Futu News, June 18, this Friday.$HUTCHMED (China) Limited (00013.HK) $According to the announcement, the company intends to issue about 104 million shares from June 18 to 23, including a public offering of about 13 million shares and an international offering of about 91 million shares at an issue price of HK $45 ≤ per share, which is expected to be listed on June 30.

It is reported that the company is a global biomedical company in the commercial stage, focusing on the discovery, development and commercialization of targeted therapy and immunotherapy for cancer and immune diseases. And Huang China Pharmaceutical has been listed on the NASDAQ in the United States and the London Stock Exchange in the United Kingdom.

In addition to the oncology ╱ immunization business, the company's other businesses have established large-scale and profitable drug marketing and distribution capabilities, mainly in the production, marketing and distribution of prescription drugs in China.

In 2018, fuquitinib was approved for the treatment of third-line mCRC patients, making HUTCHMED (China) Limited the first Chinese biomedical company to bring independent research and development and innovative antineoplastic drugs to unconditional approval and listing. Since then, the company has set up an oncology commercialization team of about 520 employees in China to market fuquitinib and other approved products. In early 2021, the business team launched the company's second oncology drug, sovantinib, for the treatment of advanced non-pancreatic NET. The third drug independently developed by the company is Sevotinib, which is used to treat lung cancer. The drug is currently under final regulatory review and is expected to be approved for market in China as early as mid-2021. The other seven tumor drug candidates are currently in the early stage of clinical development in China, one of which will transition to the II Phase II intention study in April 2021, and the other aims to transition to the II Phase II intention study in 2021.

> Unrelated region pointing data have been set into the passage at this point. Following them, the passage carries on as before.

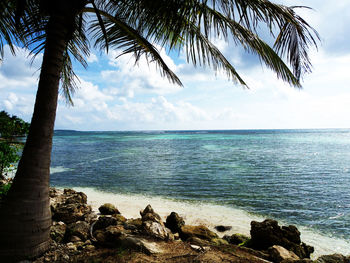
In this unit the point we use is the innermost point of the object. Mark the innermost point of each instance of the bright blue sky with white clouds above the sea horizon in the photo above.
(117, 95)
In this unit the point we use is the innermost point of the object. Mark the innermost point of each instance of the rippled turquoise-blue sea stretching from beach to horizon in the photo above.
(298, 176)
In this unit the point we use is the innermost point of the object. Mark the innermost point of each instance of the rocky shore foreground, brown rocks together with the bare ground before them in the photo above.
(80, 235)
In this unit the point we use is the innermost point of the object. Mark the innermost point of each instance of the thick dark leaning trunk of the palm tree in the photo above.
(25, 217)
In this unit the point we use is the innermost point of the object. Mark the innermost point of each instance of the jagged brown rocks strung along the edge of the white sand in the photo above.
(76, 229)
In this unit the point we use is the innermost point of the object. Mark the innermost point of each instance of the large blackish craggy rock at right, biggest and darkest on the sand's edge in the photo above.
(268, 233)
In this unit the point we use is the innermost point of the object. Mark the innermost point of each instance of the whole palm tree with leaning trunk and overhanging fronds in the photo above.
(61, 29)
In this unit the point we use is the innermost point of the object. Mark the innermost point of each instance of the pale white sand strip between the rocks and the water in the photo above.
(209, 215)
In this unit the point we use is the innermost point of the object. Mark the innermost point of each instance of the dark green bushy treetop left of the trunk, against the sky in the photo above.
(12, 126)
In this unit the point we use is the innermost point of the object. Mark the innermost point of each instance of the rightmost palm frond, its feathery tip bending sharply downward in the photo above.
(295, 36)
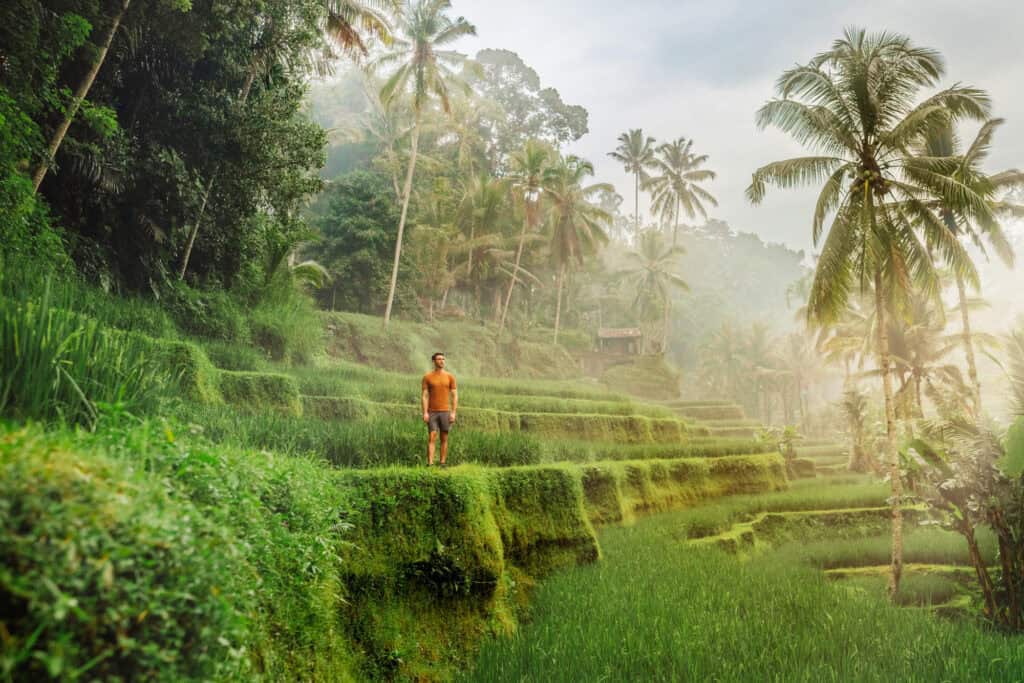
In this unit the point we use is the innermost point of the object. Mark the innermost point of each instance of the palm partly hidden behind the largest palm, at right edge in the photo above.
(943, 143)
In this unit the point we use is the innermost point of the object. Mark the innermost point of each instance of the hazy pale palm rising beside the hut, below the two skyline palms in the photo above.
(651, 274)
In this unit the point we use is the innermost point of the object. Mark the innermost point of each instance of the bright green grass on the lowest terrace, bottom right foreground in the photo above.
(658, 610)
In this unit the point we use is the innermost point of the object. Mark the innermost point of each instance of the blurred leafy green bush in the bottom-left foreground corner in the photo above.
(96, 561)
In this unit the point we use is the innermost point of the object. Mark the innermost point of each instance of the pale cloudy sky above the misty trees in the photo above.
(701, 70)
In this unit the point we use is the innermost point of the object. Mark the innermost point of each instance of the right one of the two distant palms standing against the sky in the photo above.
(675, 187)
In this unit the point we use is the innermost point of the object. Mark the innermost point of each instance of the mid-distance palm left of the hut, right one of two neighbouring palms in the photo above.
(576, 224)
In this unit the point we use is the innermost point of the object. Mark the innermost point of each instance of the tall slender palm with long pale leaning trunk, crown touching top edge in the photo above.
(424, 72)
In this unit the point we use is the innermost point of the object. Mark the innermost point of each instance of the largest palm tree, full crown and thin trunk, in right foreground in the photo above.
(855, 105)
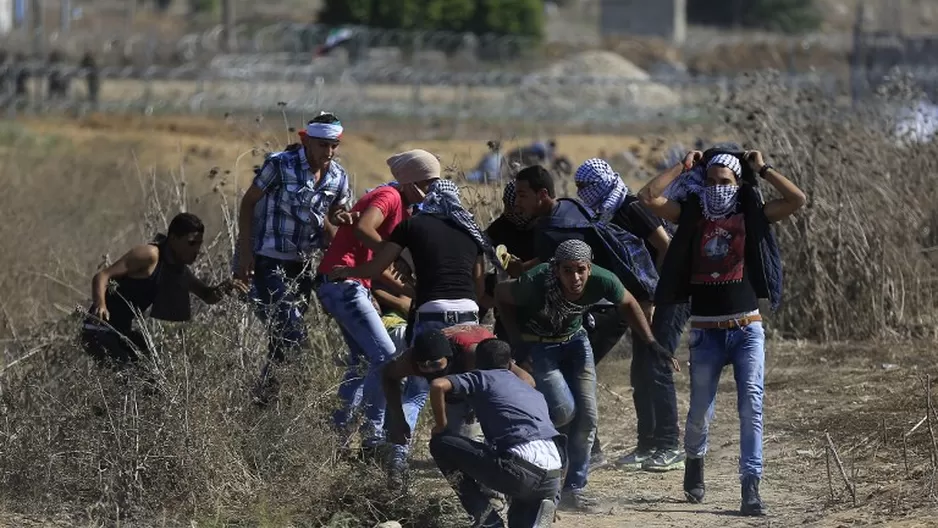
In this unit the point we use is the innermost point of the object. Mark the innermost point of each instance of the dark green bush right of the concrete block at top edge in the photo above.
(789, 16)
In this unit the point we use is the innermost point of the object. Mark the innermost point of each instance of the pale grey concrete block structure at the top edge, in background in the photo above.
(658, 18)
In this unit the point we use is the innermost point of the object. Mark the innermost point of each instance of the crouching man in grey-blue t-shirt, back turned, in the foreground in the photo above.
(521, 457)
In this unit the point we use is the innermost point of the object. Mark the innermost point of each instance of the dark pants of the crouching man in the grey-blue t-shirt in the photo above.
(466, 464)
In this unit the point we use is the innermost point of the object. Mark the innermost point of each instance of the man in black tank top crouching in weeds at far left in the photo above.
(155, 274)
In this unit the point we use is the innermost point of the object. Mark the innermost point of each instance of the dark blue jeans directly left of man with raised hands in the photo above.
(653, 382)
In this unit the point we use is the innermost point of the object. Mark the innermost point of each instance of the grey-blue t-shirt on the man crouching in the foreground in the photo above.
(510, 411)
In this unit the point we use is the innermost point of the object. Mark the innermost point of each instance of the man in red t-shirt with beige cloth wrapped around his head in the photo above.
(349, 301)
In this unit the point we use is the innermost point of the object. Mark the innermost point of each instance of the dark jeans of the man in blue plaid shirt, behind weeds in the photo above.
(282, 290)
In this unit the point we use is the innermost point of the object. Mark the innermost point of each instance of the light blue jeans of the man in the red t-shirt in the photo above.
(349, 303)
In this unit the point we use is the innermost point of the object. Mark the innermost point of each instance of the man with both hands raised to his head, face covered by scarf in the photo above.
(723, 258)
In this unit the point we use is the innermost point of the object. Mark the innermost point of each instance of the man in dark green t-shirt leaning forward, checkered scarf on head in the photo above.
(542, 312)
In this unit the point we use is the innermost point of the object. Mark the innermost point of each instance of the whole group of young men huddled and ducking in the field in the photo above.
(409, 276)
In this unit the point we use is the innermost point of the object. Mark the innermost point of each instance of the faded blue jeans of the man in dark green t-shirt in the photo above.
(566, 376)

In 2018, 2019 and 2020, the company's total revenue was $214 million, $205 million and $228 million, respectively, and the net loss was $71.286 million, $106 million and $126 million, respectively.

In terms of industry, China's oncology drug market has grown rapidly in recent years and is expected to maintain a high growth rate in the near future, rising to US $30.4 billion in 2020 and accounting for 13.6% of China's pharmaceutical market, with a compound annual growth rate of 12.1%. The annual double-digit growth rate is expected to be maintained between 2020 and 2030, and the market is expected to reach 105.1 billion US dollars in 2030, accounting for 22.8% of China's pharmaceutical market.

As for cornerstone investors, the company has entered into cornerstone investment agreements with five cornerstone investors, namely, The Carlyle Group Inc., Canadian Pension Fund Investment Corporation, Pan-Atlantic Investment Group, HBM Healthcare Investments and CICC Capital Fund. Cornerstone investors have agreed to subscribe for the offer shares at a total subscription price of about HK $2.535 billion as part of the international offering.

In terms of fund-raising purposes, the company intends to use the net proceeds from the global sale for the following purposes: about HK $2.22 billion will be used to advance the late clinical plans of Sevotinib, Sovantinib, fuquitinib, HMPL-689 and HMPL-523 for registration trials and potential submission of NDA applications About HK $445 million will be used to support further proof-of-concept research and to fund internal research to continuously expand the company's cancer and immune disease product portfolio, including the cost of developing early clinical and preclinical drug candidate pipelines; about HK $888 million will be used to further enhance the company's comprehensive strength in commercialization, clinical, regulatory and production About HK $666 million will finance potential global business development and strategic acquisition opportunities to complement the company's internal R & D activities and upgrade the company's current drug candidate pipeline.